I am missing some of the exterior screws that are painted to match the siding. Has that happened to anyone else? Did you get them through the dealer or the manufactuer? Should I have been tightening them throughout the years, or is this just a general maintenance issue?


----------



## Bopper (Feb 2, 2004)

Greetings:

I had problems with the exterior screws almost as soon as I got the trailer home from the dealership. The paint came off several and they started to streak. A couple started to rust.

The solution was to replace them all with stainless steel screws. They retain their appearance without rusting and do not cause problems. The "look" without paint is actually quite nice. It took about $5.00 and an hour of work. I split the job up over several sessions and used a power driver.

Regards,
Bopper

2002 23FBS Outback and 2002 Ford Explorer
2 Adults and 2 very spoiled Cocker Spaniels


----------



## RVCarolina (Jul 31, 2004)

I think the "stainless screw mod" sounds great. Just added to my "to-do" list.

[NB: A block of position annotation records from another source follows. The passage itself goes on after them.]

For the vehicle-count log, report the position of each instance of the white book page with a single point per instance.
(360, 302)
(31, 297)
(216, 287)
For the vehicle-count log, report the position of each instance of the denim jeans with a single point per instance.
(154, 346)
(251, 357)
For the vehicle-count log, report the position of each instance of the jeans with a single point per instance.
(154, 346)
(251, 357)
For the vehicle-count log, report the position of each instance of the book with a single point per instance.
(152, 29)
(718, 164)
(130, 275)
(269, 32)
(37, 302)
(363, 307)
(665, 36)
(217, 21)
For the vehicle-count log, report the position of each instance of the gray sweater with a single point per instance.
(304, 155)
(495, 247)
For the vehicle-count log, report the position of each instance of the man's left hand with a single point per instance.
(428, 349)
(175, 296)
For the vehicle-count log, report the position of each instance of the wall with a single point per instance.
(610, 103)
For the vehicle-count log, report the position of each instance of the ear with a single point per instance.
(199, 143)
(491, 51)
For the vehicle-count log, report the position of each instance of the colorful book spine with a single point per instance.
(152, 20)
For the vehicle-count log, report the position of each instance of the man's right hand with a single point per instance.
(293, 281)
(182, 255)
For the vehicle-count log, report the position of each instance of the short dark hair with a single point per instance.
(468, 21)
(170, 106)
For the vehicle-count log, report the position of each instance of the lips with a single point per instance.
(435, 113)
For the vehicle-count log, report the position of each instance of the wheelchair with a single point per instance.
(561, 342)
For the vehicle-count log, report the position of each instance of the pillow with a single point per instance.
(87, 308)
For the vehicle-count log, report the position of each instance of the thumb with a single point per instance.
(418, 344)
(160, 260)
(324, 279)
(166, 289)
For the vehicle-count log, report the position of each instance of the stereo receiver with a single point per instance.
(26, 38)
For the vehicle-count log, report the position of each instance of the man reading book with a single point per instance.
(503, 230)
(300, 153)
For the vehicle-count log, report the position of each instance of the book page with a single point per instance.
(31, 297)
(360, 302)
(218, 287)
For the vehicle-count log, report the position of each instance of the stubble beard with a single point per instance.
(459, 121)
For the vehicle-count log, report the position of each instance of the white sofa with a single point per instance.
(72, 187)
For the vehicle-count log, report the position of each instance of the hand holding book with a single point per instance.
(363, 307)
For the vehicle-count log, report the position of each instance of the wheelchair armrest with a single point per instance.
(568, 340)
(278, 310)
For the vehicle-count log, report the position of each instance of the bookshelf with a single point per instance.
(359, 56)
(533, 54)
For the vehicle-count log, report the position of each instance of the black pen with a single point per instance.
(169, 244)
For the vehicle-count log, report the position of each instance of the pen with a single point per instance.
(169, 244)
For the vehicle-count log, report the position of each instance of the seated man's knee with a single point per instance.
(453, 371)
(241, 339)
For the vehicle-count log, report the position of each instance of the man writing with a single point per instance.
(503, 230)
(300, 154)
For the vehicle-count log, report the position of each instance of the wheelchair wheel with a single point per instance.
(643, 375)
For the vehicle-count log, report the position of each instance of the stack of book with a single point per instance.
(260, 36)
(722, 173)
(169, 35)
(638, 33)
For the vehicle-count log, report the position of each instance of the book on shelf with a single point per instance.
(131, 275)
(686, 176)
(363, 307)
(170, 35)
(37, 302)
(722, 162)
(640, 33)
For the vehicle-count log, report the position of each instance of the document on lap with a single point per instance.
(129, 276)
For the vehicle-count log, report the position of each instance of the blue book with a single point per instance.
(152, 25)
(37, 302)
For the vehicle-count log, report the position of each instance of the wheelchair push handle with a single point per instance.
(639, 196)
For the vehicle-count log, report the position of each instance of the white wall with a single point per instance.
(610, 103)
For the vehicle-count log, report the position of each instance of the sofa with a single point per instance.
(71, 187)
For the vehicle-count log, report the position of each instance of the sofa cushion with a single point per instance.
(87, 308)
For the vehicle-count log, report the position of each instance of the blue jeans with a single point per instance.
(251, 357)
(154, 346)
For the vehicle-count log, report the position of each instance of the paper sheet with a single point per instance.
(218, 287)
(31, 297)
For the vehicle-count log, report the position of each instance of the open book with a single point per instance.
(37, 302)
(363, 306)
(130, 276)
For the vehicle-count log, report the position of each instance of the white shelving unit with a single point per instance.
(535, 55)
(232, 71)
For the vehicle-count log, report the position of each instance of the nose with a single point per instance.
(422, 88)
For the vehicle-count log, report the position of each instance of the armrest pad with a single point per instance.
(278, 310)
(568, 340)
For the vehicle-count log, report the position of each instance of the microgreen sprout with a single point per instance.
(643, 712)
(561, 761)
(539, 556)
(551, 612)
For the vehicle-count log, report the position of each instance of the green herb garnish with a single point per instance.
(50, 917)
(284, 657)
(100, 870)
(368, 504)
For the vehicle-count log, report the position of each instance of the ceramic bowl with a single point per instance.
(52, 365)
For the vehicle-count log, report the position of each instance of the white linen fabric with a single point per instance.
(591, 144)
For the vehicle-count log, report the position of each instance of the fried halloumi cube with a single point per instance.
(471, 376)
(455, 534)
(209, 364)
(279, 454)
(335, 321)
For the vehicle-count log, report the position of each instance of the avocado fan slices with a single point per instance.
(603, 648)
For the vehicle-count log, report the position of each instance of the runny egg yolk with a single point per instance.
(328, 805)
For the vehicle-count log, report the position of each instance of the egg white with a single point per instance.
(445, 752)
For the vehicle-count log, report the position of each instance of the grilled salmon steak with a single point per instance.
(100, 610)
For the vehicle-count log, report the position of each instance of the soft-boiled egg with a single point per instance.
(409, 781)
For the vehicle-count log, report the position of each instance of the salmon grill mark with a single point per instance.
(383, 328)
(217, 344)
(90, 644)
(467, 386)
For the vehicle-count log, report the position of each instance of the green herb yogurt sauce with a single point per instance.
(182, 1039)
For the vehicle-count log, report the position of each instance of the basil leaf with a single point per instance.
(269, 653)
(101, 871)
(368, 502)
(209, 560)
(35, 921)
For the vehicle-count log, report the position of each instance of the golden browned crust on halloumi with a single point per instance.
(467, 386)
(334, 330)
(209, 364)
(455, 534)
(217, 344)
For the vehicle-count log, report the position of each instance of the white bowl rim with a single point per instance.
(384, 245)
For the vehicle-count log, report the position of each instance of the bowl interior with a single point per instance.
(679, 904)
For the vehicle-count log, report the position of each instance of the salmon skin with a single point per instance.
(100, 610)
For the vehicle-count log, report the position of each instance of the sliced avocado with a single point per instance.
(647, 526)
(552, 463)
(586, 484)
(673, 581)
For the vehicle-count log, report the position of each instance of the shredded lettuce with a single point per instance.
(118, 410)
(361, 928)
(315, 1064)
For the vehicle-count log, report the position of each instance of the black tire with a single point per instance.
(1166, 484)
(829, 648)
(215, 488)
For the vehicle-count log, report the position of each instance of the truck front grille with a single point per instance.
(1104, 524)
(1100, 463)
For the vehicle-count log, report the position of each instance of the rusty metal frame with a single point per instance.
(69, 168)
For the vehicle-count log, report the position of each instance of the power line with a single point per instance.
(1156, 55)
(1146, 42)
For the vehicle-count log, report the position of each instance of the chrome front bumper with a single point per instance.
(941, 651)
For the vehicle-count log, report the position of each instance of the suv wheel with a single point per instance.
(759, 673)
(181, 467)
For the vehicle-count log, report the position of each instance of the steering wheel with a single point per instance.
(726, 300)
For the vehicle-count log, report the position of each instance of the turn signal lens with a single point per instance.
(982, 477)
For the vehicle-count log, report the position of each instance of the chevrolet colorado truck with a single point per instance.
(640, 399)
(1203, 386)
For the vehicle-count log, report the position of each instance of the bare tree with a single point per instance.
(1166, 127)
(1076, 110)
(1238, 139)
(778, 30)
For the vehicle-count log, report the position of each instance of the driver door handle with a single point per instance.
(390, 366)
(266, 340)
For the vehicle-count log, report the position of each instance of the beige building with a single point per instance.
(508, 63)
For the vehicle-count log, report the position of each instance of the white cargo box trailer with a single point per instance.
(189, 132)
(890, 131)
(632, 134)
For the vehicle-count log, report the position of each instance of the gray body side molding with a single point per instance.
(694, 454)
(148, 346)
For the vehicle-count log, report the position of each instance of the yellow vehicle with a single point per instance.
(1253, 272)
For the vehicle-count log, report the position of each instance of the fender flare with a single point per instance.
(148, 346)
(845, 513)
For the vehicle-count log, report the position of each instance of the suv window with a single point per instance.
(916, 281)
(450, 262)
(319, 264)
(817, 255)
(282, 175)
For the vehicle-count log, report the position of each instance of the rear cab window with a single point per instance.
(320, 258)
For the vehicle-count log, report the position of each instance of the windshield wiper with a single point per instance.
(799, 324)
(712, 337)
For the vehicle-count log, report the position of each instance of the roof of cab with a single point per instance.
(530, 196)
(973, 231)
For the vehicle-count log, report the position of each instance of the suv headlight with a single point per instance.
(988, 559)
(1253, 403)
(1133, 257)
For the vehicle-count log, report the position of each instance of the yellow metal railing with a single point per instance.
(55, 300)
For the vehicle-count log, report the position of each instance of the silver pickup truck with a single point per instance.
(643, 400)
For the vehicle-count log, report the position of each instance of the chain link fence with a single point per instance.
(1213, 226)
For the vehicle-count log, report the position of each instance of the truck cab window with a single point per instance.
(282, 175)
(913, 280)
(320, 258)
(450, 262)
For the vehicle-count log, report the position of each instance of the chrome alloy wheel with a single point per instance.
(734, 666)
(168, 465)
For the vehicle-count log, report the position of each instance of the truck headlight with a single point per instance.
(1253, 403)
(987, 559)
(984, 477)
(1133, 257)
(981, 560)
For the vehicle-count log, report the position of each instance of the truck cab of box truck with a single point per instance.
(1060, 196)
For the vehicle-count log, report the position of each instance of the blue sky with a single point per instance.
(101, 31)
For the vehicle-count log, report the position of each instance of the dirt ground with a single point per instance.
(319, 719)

There is an older post I've seen here that stated some of the old screws had been
shortened at the factory. I think it was the ones around the slide. Don't know if
this applies to your model, but it might be something to look out for when replacing yours.

Fred


----------



## Bopper (Feb 2, 2004)

Greetings again:

I forgot to mention about the shortened screws. They are in the four corner blocks on the slideout. It appears that they are the same screws as in the exterior moulding, but with about 1/4" cut off.

Regards,
Bopper

2002 23FBS and 2002 Ford Explorer
2 Adults and 2 very spoiled Cocker Spaniels


----------



## Thor (Apr 7, 2004)

Just noticed I was missing 7 screws. They all were over tightened and the heads broke off.









Replacing then with stainless steel wasn't so easy becuase I had to drill them out.









All fixed now and properly torqued.









Thor


----------



## aplvlykat (Jan 25, 2004)

I also have had problems with screws staying tight. My solution was to add several supports to the side peices that run the lenght of the TT above the wheels. The new supports are simple alum. angle that I screwed to the wood and to the lip, like what Keystone had done, only with the extra support at all corners the side no longer vibrates and the screws stay tight now. Just one way to do it, Good luck, Kirk


----------



## Thor (Apr 7, 2004)

Kirk

I like your idea, I my screws pop again, I will copy your idea. I am assuming there is no patent on this???









Any pics of your improvement?

Thor


----------



## BigBadBrain (Aug 26, 2004)

My wife mentioned loose screws to me and you know, I checked the whole camper over twice and couldn't find a thing! I think she's imagining it.


----------



## camping479 (Aug 27, 2003)

Yeah, they tell me I have a few loose screws too!!









Mike


----------